7.1 Current Cost Calculation (2025)

The statement provides an average price today of $100,000–$150,000. We will use the $125,000 midpoint for the initial capital cost:

Cost table for a $125k humanoid: 6-year amortization (12,000 hrs) = $10.42/hr ($14/hr total) vs 3-year “AI hardware cycle” (6,000 hrs) = $20.83/hr ($24/hr total).

Assumes 1 shift per day, 250 days/year, 8 hours/shift $\approx 2,000 \text{ hours/year}$ for the sake of comparative calculation.

7.2 Projected 2030 Cost Calculation

The statement targets a two-year payback by 2030 (based on a 6-year amortization). We will use a projected cost of $50,000 (a likely cost point for 2030 if the goal is a 20$ hourly wage at 3 years).

Projected $50k humanoid: 6-year amortization (12,000 hrs) = $4.17/hr ($7/hr total) vs 3-year (6,000 hrs) = $8.33/hr ($11/hr total).

Using a three-year amortization window, the current effective hourly cost for a humanoid is approximately $24.00 per hour (assuming a $125,000 CapEx), which is above the U.S. entry-level labor rate. This revised figure underscores the magnitude of the hardware/AI cost problem. (Source: IPO CLUB Research)

This urgency reinforces the "Picks & Shovels" investment thesis: the rapid, three-year cycle necessitates continuous CapEx replacement. The real money will be made by component suppliers and RaaS providers who can deliver the step-change innovations necessary to pull the unit cost down to a level that makes the humanoid financially competitive even with the aggressive three-year depreciation schedule. The target cost point to achieve mass adoption remains beating the human labor rate, which requires both unit price reduction and the Software/RaaS model to bundle the continuous upgrades into a single, profitable subscription fee. (Source: IPO CLUB Research. We cover the robotics market for America 2030)

8. U.S. vs. China

China is the largest installer of industrial robots, surpassing Japan in 2013, accounting for half of the global total. (Source: CNBC, July 2024)

One of China’s advantages is cost, based on the availability of small to medium size shops that can manufacture almost custom made parts for the humanoids, like it has happened for the iPhone. (Source: Dan Wang, Breakneck)

China is a threat to the pick and shovel investment thesis, because chinese factory may, after having learned to produce standardized parts for their local humanoid manufactuers, potentially sell them at a cheap price globally.

National economics and security will prompt the U.S. to support its robotics industry, though we don’t know how yet. (Source: IPO CLUB Research)

9. Disclaimer

This research piece has been prepared by IPO Club LLC for informational and discussion purposes only and does not constitute an offer to sell or a solicitation of an offer to buy any securities or investment products.

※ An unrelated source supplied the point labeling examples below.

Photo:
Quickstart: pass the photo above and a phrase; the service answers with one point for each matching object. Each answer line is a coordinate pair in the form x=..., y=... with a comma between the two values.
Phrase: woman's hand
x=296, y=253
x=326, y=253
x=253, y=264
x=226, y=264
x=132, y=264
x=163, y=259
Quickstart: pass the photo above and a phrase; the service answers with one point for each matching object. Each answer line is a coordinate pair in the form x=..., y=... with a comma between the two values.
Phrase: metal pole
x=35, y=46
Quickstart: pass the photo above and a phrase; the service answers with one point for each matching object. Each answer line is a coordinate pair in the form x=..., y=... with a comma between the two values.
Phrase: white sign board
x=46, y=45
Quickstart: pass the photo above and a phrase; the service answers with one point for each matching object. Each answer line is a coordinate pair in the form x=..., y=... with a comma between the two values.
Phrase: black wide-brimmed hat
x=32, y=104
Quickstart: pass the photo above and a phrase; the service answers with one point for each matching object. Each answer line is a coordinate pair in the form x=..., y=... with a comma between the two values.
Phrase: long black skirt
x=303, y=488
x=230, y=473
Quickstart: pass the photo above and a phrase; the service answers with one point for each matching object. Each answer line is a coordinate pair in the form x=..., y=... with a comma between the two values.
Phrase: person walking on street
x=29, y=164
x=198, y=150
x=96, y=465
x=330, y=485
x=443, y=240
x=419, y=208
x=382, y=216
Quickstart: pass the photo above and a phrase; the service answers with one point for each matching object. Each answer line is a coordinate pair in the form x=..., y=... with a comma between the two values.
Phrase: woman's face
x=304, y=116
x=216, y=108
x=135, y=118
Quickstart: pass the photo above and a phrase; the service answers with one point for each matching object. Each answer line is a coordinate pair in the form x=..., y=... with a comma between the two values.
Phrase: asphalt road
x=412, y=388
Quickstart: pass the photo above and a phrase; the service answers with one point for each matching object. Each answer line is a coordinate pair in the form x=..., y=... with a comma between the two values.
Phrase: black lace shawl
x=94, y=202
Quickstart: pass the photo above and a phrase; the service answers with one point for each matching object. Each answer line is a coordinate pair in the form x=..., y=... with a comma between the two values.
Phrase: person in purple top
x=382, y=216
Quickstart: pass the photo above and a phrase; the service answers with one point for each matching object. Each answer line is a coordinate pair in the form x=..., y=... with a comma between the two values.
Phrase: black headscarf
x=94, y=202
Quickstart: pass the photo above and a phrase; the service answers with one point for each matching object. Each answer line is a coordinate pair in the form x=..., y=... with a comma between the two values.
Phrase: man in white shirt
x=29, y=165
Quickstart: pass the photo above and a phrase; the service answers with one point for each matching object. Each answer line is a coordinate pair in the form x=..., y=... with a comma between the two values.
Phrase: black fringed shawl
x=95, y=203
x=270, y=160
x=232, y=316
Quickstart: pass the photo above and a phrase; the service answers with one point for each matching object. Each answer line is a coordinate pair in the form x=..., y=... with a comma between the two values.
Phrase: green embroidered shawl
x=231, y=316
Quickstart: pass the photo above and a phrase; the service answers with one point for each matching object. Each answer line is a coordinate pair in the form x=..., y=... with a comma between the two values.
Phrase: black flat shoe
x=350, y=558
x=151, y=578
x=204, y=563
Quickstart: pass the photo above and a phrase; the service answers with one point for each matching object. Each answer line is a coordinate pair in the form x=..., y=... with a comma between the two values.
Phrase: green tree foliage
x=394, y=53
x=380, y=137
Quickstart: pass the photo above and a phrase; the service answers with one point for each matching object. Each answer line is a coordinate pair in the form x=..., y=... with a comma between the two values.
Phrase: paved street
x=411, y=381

This material is not intended to be relied upon as a basis for making an investment decision and is not, and should not be assumed to be, complete.

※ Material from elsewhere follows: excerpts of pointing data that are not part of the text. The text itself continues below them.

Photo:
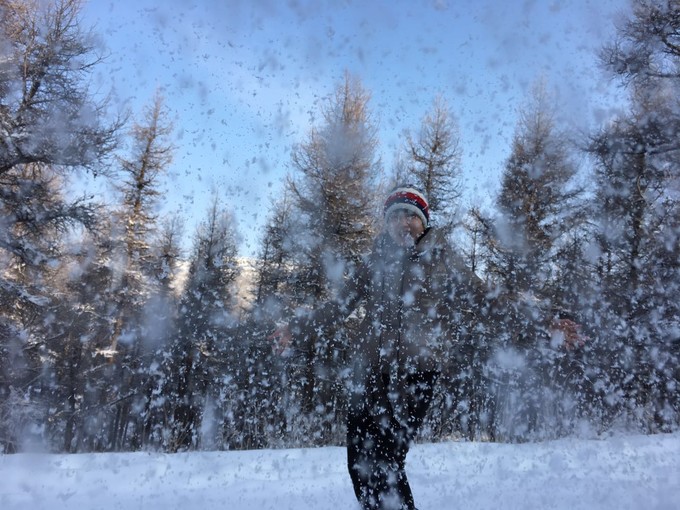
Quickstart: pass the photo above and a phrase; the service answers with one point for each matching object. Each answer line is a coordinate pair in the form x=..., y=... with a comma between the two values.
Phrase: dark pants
x=378, y=441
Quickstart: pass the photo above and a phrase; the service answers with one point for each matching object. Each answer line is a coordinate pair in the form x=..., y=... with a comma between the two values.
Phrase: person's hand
x=567, y=333
x=282, y=338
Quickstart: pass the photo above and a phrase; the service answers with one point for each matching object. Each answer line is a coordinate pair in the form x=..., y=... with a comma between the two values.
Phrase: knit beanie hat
x=410, y=199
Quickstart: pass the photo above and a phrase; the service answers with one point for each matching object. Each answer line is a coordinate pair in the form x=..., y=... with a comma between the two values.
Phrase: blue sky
x=243, y=80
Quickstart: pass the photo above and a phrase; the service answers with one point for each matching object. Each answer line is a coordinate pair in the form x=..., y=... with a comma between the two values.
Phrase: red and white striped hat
x=410, y=199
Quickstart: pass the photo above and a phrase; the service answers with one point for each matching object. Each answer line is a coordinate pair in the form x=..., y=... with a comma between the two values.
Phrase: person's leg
x=420, y=389
x=360, y=458
x=363, y=455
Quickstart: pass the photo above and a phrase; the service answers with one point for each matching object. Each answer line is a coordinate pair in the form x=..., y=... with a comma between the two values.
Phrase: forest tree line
x=114, y=339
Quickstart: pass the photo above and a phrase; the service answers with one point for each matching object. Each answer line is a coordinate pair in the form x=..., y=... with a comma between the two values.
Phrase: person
x=417, y=295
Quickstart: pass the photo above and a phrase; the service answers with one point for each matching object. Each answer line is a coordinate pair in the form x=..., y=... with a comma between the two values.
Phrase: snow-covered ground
x=621, y=472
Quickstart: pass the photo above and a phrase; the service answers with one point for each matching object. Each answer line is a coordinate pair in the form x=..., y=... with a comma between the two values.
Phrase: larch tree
x=203, y=341
x=637, y=219
x=433, y=162
x=334, y=174
x=50, y=124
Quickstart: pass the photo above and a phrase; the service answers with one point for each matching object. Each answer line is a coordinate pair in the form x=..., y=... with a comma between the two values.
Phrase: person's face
x=404, y=227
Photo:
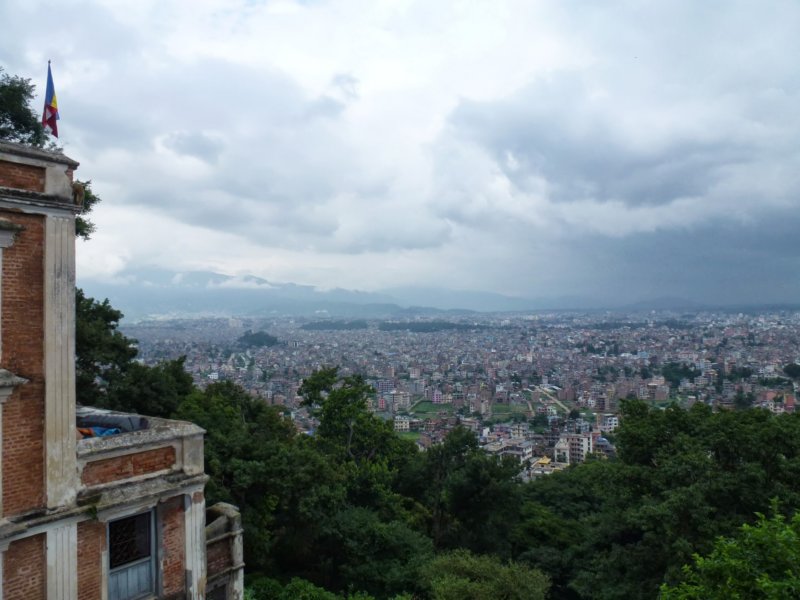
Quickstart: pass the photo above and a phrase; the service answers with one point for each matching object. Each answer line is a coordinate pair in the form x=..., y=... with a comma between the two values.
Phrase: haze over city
x=617, y=151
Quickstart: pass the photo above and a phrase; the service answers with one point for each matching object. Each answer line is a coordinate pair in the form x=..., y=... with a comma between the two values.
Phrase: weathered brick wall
x=22, y=328
x=24, y=569
x=91, y=543
x=173, y=536
x=21, y=177
x=130, y=465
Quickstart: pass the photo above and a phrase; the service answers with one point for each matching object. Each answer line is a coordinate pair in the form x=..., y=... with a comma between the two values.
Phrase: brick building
x=111, y=517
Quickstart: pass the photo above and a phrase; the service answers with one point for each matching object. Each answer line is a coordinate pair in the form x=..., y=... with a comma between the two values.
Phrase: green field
x=409, y=435
x=506, y=409
x=427, y=409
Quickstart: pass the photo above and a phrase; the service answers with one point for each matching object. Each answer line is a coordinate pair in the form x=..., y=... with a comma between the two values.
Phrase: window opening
x=131, y=553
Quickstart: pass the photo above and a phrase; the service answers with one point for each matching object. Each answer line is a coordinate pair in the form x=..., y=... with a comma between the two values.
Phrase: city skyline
x=534, y=149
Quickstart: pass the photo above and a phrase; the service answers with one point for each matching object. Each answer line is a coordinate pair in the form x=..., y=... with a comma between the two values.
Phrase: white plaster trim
x=42, y=207
x=195, y=548
x=62, y=562
x=59, y=358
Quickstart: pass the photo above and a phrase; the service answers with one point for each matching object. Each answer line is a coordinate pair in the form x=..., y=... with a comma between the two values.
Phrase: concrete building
x=82, y=515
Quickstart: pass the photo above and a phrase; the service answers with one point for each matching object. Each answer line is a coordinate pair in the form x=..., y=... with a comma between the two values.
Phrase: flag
x=50, y=112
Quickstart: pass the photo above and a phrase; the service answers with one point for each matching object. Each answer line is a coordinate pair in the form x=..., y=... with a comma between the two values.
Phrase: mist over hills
x=153, y=293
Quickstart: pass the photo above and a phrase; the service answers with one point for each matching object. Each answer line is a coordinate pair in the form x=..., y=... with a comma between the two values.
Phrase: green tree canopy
x=461, y=575
x=761, y=562
x=18, y=121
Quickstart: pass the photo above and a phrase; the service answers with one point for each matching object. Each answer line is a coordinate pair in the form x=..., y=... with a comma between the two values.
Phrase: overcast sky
x=616, y=150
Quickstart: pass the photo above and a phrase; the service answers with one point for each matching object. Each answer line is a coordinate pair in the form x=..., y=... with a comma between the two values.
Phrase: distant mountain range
x=153, y=293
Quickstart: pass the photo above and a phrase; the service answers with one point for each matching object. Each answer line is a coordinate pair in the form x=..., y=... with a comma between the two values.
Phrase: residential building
x=93, y=504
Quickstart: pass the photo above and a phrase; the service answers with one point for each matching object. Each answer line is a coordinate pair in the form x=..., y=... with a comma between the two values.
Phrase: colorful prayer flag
x=50, y=114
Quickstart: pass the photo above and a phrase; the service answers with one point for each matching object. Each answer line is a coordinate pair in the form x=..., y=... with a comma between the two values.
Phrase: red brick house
x=114, y=517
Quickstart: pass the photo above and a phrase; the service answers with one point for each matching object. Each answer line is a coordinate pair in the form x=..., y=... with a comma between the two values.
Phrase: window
x=131, y=554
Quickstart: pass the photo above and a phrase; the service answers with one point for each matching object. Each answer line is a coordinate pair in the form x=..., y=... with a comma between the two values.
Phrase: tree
x=84, y=228
x=102, y=352
x=461, y=575
x=18, y=121
x=763, y=561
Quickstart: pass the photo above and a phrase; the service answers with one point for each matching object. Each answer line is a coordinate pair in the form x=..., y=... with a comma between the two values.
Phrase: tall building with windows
x=94, y=505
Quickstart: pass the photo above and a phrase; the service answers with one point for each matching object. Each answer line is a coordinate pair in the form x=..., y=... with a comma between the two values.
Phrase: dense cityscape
x=545, y=388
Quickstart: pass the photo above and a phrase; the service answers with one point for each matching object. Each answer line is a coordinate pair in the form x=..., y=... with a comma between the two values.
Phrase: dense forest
x=354, y=511
x=697, y=504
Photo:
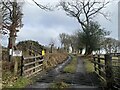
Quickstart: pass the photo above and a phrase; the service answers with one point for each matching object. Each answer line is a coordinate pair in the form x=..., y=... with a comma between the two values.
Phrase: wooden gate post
x=99, y=65
x=108, y=70
x=94, y=63
x=21, y=73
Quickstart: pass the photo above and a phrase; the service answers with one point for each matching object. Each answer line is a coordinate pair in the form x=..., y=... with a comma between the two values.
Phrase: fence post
x=94, y=63
x=108, y=70
x=99, y=65
x=21, y=73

The views and information expressed herein reflect the opinions of the authors as of the date of publication and are subject to change without notice. This document may contain forward-looking statements, which are inherently speculative and subject to risks and uncertainties that could cause actual outcomes to differ materially from those expressed or implied. IPO Club LLC does not guarantee the accuracy or completeness of the information contained herein and disclaims any liability for any loss arising from the use of this material.